AN ELECTRIC NIGHT AT HIGHBURY by Maurice Richardson

"I'd like to have a bet," said a sagacious American. "For heaven's sake what on? " asked his friend. "You never know. Anyway my old man always told me when I was a boy: always take the odds on a fight. It paid off over the ages." This was during the preliminary bouts, when the stadium was looking like the work of some decorative painter, Dufy perhaps. Just for a moment I had a faint flicker of optimism.

I had another when they were roaring Cooper on his way into the ring behind the Union Jack, and one last one when the entire crowd joined in the singing of God Save the Queen. You felt, such an extraordinary current of emotion that if only it could have been transmitted to Cooper something totally unexpected might have happened.
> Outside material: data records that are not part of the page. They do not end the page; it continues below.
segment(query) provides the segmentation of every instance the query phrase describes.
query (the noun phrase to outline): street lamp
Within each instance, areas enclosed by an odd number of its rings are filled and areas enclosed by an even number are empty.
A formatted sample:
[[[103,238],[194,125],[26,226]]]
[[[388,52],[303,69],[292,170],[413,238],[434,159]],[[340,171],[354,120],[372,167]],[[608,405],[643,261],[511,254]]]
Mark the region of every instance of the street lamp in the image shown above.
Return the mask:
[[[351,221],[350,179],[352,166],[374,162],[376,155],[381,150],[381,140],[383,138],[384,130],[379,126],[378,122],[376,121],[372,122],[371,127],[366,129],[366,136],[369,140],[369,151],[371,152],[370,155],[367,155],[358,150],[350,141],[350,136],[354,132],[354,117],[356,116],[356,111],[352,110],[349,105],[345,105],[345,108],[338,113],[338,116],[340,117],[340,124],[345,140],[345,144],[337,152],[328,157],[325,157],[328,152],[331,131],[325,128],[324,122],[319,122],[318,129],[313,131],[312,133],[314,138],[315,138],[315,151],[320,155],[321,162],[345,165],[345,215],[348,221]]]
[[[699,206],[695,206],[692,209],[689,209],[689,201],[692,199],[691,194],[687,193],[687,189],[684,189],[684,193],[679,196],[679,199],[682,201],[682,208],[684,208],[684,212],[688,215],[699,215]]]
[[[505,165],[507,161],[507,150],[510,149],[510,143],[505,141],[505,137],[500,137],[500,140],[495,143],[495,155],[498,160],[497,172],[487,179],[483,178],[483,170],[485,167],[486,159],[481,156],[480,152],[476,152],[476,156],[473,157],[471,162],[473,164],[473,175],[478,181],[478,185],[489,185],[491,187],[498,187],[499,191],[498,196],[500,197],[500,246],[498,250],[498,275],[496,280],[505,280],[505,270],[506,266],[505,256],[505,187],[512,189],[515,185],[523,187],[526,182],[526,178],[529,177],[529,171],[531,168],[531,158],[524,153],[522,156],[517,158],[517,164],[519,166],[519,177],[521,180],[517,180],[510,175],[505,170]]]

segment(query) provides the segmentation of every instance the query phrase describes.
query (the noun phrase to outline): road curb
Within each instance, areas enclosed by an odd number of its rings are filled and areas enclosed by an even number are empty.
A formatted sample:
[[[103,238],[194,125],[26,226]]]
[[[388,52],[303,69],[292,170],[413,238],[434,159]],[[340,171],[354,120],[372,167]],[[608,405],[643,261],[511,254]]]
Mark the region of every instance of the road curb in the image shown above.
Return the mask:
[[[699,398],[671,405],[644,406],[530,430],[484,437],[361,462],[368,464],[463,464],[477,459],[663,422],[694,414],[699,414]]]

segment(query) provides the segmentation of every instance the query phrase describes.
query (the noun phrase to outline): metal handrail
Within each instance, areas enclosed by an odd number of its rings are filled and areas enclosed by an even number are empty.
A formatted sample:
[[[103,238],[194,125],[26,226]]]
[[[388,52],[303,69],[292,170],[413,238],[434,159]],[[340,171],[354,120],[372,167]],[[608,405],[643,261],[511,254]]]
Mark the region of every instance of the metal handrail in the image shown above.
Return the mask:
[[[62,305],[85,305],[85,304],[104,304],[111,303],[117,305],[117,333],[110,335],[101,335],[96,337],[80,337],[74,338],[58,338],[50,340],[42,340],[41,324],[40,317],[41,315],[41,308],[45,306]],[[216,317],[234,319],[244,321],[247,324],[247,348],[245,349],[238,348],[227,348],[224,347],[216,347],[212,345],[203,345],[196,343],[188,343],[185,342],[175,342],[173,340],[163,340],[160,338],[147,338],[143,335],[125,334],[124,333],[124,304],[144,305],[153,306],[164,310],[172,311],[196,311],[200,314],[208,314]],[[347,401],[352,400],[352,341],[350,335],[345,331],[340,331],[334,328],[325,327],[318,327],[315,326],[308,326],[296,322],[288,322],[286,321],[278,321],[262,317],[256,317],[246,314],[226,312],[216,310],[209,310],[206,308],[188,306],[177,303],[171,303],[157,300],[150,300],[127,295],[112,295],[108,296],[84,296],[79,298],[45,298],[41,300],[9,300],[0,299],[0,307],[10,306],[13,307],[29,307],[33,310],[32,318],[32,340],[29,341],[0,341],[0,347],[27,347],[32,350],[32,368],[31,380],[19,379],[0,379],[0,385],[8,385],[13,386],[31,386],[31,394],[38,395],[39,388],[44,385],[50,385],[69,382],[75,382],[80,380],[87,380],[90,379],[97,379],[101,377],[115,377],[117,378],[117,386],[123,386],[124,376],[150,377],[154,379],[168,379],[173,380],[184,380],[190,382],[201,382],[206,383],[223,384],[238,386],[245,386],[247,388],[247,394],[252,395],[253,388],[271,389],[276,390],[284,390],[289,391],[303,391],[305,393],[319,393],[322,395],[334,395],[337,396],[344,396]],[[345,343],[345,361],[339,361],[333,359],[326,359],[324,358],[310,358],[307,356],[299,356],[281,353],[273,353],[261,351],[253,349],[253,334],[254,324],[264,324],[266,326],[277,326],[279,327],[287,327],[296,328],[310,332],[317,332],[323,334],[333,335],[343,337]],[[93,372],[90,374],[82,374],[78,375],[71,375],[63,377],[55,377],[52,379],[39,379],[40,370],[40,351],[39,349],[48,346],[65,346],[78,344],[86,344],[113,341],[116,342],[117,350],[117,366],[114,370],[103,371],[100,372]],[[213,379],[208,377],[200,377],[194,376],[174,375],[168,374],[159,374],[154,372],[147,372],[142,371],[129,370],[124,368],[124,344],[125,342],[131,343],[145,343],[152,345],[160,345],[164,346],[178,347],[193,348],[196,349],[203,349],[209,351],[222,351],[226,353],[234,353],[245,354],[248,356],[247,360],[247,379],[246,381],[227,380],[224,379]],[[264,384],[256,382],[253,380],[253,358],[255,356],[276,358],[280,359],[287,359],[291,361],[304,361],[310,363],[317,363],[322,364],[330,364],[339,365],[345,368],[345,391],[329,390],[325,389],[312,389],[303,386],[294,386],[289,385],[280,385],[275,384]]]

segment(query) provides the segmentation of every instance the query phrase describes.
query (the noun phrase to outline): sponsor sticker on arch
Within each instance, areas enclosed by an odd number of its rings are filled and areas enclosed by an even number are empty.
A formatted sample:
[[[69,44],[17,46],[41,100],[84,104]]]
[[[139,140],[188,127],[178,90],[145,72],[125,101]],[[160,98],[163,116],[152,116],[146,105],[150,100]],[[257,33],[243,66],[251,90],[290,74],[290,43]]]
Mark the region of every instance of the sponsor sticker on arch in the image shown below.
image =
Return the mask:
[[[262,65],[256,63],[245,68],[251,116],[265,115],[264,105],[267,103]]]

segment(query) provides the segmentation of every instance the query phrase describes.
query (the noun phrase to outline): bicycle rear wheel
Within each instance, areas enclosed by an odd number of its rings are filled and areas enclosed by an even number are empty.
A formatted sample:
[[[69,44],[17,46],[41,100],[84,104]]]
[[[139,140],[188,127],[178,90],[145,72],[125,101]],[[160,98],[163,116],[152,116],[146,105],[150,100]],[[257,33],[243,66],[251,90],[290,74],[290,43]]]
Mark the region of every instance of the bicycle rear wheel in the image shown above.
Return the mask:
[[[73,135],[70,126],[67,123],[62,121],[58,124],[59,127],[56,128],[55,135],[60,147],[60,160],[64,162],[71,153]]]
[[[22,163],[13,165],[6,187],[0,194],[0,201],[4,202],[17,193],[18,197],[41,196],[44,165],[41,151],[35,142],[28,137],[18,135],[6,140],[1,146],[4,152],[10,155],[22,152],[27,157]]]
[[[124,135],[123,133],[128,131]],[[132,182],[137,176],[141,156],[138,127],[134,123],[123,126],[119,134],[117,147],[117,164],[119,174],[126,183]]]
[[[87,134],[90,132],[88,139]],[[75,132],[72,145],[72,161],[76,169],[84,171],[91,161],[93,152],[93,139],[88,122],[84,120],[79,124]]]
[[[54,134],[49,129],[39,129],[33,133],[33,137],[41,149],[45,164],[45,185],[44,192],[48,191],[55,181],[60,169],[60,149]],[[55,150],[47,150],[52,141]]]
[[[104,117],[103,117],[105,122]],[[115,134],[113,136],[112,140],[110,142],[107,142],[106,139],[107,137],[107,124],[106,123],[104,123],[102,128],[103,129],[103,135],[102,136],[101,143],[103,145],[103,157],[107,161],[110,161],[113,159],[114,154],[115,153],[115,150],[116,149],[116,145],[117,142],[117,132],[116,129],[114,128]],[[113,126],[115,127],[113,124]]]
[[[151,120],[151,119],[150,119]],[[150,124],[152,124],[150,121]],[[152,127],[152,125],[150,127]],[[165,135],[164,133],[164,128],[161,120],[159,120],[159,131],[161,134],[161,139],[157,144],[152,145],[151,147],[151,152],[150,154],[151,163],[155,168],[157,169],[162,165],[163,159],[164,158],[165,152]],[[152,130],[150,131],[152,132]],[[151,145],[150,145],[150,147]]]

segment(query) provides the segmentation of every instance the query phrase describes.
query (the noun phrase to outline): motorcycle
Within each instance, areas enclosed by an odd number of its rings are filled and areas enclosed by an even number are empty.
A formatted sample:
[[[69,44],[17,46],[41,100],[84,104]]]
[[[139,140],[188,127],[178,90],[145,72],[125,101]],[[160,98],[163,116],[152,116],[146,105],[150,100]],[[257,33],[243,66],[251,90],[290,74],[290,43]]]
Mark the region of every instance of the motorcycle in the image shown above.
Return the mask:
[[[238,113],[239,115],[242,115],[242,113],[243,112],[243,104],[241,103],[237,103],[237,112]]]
The introductions of celebrities, including Carpentier and Marciano brought a slightly comic element. Young man behind me complained bitterly about Billy Walker's appearance. "Why, have we got to have that commercial for hair cream?" Clay was behaving very civilised; he gave Terry Downes a handshake when he passed and smiled politely. Roar after roar of "Come on Henry boy, hang it on him!" but almost as soon as the fight started you knew more or less how it would be likely to finish.
Another sagacious American next to me says it might last seven rounds, just. In the-fourth there was just a moment when Clay turned and started yakking to the referee, when Cooper might conceivably have nailed him had he jumped in. But he was much too gentlemanly.

I was sitting fairly close to the ring but not close enough to see the punch that opened Cooper's eye. A knot of stubborn (enthusiasts round me" insisted that Clay had butted him and they kept hoping for a disqualification. No joy. It was a marvellous night for a fight to start with a strange multicoloured sky and scudding clouds. The ring, with its arched covering, looked like a Chinese pavilion. The ropes were bright electric blue.

There were the usual good-humoured crowd manifestations: sudden chants of "where's Diana Dors?" And complex harmonising of "sit down, my lords, sit down! " and the inevitable "why are we waiting?" The efficiency of the organisation was in some respects far from total.
The bars ran out of glasses, and the few seven elderly barmaids and barmen could only just cope with us. I found it impossible to get a programme that contained a list of the preliminary bouts. The closest to a fight that I got was between two anxiety-sufferers just behind me during a temporary blockage on the way to the seats.

It remained an electric night and we shambled off feeling very fond of Clay. A few wide boys shouted:"Oh, so you're drunk with power?" at a West Indian Undergound ticket collector who was keeping them at bay behind closed gates. He grinned cheerfully; the exercise of getting home by tube was a good deal more athletic than many fights.